Sam Altman returns to Stanford, where he once taught How to Start a Startup, to explain why betting on scale beat the consensus and what that means for the people building now.
Altman's career pattern is one bet: when something already works a little at a small scale, push it to a scale nobody has tried, because interesting new properties tend to emerge there. Most smart people talk you out of it for non-specific reasons, and humans are bad at feeling exponentials, so the move stays underexplored. OpenAI applied this to deep learning, to GPU runs across tens of thousands of chips, and to the org itself, and expects intelligence to become a utility like electricity that everyone plugs into.
Startups have changed
Altman says he'd rewrite his 2014 startup class because everything about building one is different now. With an affordable amount of spend on tokens, a solo founder can do what a great engineering team used to do. Ambition, speed, and how much you can attempt at once are all higher. He warns against assigned ideas: if an idea is obvious to him, it's obvious to many, and the good ones are the four-companies-are-working-on-it, non-obvious kind that OpenAI itself was in 2015.
Scale as a design tool
Altman's core empirical claim, which he admits he can't fully explain, is that the most interesting things he's seen came from emergent properties at scale, or from scaling returning value long past what consensus predicts. He learned it at Y Combinator: smart people wanted smaller batches, but the network effects inside big batches were a property nobody had found because nobody had funded startups at that scale. When something works a bit at small scale, pushing it bigger is usually a good and underused idea.
Scaling breaks things
Scaling is always a little broken, and things fail at an accelerating, unpredictable rate, which is why people avoid it. Altman's method is to split each objection into a separate problem and solve them one at a time. For giant model runs that meant the technical question of whether a run across 10,000 to 100,000 GPUs was even possible, the capital and business question, and the cultural fight over concentrating all the compute into one bet instead of spreading it across projects.

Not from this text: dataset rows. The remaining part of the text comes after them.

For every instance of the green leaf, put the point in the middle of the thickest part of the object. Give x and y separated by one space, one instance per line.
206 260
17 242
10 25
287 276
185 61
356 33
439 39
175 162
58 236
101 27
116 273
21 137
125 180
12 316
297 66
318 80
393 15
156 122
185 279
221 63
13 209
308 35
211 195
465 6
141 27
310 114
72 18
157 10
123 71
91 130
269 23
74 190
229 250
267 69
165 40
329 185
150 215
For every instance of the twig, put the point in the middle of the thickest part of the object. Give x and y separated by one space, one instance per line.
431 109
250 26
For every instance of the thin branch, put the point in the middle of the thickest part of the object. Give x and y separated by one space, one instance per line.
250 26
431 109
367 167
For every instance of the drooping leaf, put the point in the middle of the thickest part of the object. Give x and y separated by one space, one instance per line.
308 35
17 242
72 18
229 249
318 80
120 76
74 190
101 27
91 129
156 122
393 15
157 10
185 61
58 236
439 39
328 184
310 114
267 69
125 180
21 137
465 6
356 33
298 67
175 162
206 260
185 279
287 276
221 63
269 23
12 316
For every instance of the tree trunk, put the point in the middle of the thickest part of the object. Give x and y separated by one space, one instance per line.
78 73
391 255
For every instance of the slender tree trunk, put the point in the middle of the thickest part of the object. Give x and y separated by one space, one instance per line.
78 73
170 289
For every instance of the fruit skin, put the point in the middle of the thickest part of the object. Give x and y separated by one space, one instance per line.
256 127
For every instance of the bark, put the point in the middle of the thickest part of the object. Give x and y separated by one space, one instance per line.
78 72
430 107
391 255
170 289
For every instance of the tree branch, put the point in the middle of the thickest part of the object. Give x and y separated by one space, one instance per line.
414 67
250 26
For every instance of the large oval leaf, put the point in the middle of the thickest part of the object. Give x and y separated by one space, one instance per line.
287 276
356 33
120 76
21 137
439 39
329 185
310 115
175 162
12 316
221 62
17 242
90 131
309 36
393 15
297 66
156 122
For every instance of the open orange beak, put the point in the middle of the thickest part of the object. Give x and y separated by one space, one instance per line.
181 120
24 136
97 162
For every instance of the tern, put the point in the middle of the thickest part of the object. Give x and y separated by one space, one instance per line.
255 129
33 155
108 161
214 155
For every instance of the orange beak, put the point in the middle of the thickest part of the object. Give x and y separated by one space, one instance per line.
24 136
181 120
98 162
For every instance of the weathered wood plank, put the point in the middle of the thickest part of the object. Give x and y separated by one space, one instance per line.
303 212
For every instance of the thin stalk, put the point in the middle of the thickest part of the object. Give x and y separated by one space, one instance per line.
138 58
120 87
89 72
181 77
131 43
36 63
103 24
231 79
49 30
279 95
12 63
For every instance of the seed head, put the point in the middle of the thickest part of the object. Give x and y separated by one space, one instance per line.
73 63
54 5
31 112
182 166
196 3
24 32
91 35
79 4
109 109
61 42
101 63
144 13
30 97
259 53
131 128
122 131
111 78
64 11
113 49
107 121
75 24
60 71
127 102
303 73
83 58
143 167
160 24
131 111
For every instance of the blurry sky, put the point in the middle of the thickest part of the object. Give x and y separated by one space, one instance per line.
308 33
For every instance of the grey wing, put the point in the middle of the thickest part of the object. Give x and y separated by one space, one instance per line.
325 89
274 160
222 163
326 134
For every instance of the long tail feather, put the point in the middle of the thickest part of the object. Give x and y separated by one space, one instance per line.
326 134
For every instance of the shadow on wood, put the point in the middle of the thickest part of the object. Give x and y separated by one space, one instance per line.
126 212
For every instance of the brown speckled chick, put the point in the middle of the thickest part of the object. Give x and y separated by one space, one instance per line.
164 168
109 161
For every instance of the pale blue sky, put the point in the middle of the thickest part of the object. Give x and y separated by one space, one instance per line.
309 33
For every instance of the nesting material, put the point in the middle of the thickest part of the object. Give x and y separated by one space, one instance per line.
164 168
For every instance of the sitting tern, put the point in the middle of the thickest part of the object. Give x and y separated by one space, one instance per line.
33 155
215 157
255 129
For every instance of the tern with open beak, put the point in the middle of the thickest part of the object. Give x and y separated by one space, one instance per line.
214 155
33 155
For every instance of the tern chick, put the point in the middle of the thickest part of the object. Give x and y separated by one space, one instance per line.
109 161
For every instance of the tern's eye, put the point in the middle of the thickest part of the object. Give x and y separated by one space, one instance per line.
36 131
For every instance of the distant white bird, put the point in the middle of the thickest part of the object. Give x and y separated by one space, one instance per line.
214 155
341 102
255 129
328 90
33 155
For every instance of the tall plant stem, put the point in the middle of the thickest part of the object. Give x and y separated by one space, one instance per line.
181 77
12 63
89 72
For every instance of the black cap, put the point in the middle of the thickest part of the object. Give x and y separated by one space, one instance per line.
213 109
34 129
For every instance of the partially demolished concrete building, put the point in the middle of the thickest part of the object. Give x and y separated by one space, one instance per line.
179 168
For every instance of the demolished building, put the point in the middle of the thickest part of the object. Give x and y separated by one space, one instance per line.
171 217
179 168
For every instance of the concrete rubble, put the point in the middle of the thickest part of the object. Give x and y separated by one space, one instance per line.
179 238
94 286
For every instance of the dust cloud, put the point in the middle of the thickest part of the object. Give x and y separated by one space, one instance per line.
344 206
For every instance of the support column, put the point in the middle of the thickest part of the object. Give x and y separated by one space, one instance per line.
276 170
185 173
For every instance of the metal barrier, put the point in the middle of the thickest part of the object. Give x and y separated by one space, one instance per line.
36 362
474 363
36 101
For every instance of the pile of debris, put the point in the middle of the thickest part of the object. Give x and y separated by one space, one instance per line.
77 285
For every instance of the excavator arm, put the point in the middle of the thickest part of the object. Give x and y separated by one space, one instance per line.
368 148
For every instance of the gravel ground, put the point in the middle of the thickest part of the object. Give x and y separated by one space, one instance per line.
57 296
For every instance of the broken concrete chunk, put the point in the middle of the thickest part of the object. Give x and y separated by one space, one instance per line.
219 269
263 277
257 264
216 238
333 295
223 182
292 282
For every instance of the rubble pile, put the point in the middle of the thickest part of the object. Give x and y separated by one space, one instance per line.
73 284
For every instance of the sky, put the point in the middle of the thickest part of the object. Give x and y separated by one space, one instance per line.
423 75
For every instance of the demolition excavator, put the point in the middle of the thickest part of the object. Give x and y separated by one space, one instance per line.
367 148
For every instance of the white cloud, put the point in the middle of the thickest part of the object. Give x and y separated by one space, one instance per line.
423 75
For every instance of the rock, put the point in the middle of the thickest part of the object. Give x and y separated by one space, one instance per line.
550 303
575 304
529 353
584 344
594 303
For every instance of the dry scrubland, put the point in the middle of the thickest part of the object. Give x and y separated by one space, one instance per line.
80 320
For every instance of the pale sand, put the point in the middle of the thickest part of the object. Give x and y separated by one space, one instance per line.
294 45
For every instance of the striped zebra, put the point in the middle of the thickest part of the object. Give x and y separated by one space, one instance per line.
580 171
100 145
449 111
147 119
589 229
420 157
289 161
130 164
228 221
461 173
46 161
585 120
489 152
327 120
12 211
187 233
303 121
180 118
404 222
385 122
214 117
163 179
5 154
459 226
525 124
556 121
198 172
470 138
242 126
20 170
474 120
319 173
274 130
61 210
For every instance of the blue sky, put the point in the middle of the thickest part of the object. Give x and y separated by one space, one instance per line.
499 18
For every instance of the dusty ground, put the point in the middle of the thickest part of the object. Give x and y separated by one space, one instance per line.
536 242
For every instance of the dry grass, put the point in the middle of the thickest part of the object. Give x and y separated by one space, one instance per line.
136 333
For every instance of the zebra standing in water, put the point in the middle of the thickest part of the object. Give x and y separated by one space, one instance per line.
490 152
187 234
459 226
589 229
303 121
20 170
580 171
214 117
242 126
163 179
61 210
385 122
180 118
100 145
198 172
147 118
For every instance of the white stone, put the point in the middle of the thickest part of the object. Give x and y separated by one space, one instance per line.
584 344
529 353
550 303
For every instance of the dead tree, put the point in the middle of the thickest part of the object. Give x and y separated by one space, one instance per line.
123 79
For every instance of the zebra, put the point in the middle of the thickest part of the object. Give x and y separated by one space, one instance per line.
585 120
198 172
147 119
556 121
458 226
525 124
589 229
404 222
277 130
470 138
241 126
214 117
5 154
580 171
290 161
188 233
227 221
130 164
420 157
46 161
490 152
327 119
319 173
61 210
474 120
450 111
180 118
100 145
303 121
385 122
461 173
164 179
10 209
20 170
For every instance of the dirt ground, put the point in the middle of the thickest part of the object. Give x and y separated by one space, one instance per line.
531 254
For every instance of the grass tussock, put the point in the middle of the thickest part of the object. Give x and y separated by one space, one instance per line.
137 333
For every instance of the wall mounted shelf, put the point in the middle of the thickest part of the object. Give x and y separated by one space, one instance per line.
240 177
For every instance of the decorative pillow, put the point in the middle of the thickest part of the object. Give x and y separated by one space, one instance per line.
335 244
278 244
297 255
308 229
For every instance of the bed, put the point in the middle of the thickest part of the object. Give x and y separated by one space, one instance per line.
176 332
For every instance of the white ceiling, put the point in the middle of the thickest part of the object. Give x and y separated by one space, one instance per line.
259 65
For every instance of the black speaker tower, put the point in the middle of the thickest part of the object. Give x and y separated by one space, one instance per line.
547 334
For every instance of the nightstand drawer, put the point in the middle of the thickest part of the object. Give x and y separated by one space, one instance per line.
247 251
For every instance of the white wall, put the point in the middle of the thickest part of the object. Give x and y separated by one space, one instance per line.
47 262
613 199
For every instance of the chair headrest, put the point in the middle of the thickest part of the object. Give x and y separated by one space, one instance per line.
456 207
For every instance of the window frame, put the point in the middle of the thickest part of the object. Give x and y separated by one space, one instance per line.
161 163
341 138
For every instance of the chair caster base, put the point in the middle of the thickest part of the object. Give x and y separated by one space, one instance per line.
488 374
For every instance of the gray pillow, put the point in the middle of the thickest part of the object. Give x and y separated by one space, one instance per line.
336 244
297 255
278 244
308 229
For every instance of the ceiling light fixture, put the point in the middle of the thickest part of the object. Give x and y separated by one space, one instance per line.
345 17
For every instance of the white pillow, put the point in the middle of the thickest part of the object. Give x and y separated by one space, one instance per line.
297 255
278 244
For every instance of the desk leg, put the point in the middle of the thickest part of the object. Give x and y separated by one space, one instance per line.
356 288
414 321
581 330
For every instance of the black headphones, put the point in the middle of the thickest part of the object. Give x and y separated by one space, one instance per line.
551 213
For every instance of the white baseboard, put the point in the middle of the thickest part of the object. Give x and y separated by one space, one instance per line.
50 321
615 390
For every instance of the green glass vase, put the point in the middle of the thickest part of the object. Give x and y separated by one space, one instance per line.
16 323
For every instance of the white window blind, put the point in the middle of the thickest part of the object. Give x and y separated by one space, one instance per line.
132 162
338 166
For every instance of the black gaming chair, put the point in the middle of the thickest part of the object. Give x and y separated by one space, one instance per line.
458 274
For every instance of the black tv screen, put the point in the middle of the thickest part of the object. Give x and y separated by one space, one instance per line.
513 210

How ChatGPT actually happened
OpenAI made GPT-3, needed revenue, and couldn't find a product, so it shipped an API and hoped someone else would. Copywriting was the only real business, but developers kept using their API keys just to chat. Following the YC rule of building what users already love, the team wrapped the new 3.5 model, with better instruction-following, into a chatbot as a research demo. It went viral. By day five of traffic that peaked higher each day, Altman called an emergency to build a company and product at once.
Codex and the research roadmap
Coding was the original plan before ChatGPT: OpenAI saw code as how models act on computers, and robots as how they act in the physical world. Codex got good in early 2026, and with the 5.5 model hit a real inflection point. Altman thinks the current pipeline of pre-training, mid-training, post-training, and RL will get AIs to do incredible work, but expects a major rewrite of it, ideally figured out by the AIs themselves. OpenAI's stated goals: an AI research intern by September 2026, and a full end-to-end researcher inventing new architectures by March 2028.
Intelligence as a utility
Altman frames AI as a new utility, a rare event on the level of electricity or the internet. Early electricity companies couldn't sell electricity because it sounded scary, so they sold light at night. He doesn't yet know OpenAI's version of that pitch, but expects people to buy access to the whole system, thinking in tokens or one level up, not chips. His biggest fork is whether this stays concentrated in a few companies, an attractor state he calls unstable and unfair, or gets democratized. He puts the democratic path at about 80 percent.
- A single founder with a modest token budget can now match what took an excellent engineering team, so ambition and speed should go way up.
- The best startup ideas are non-obvious and barely contested; if an idea is obvious to Altman, it's already crowded.
- When something works a little at small scale, pushing it to an untried larger scale usually reveals valuable emergent properties.
- Humans are bad at feeling exponentials, so both scaling laws and organizational complexity get underestimated repeatedly.
- ChatGPT was an accidental hit built as a research demo on top of a chatbot pattern users had already discovered on the GPT-3 API.
- OpenAI's roadmap targets an AI research intern by September 2026 and an architecture-inventing AI researcher by March 2028.
- Frontier labs will have to become inference companies, because delivering cheap, abundant intelligence at scale is underinvested.
In their words
“We were a research lab first that later had to bolt on a startup. I don't really recommend that.”
“You are getting from us is not electricity, it's light at night.”
“All of the frontier labs are going to have to become inference companies to a significant degree.”
Terms to know
- Scaling laws
- The observed pattern that AI models get predictably better as you add more compute, data, and parameters.
- Emergent property
- A useful behavior that appears only at a larger scale and didn't exist at all at smaller sizes.
- The pipeline
- The standard training sequence across labs: pre-training, mid-training, post-training, then reinforcement learning and supervised feedback.
- Post-training
- Tuning a trained model, for example for instruction-following, so it does a good job in conversation.
- Inference
- Running a trained model to actually serve answers; the cost and speed of using AI rather than building it.
- Intelligence as a utility
- The idea that AI becomes like electricity or internet: metered access that every person, company, and government plugs into.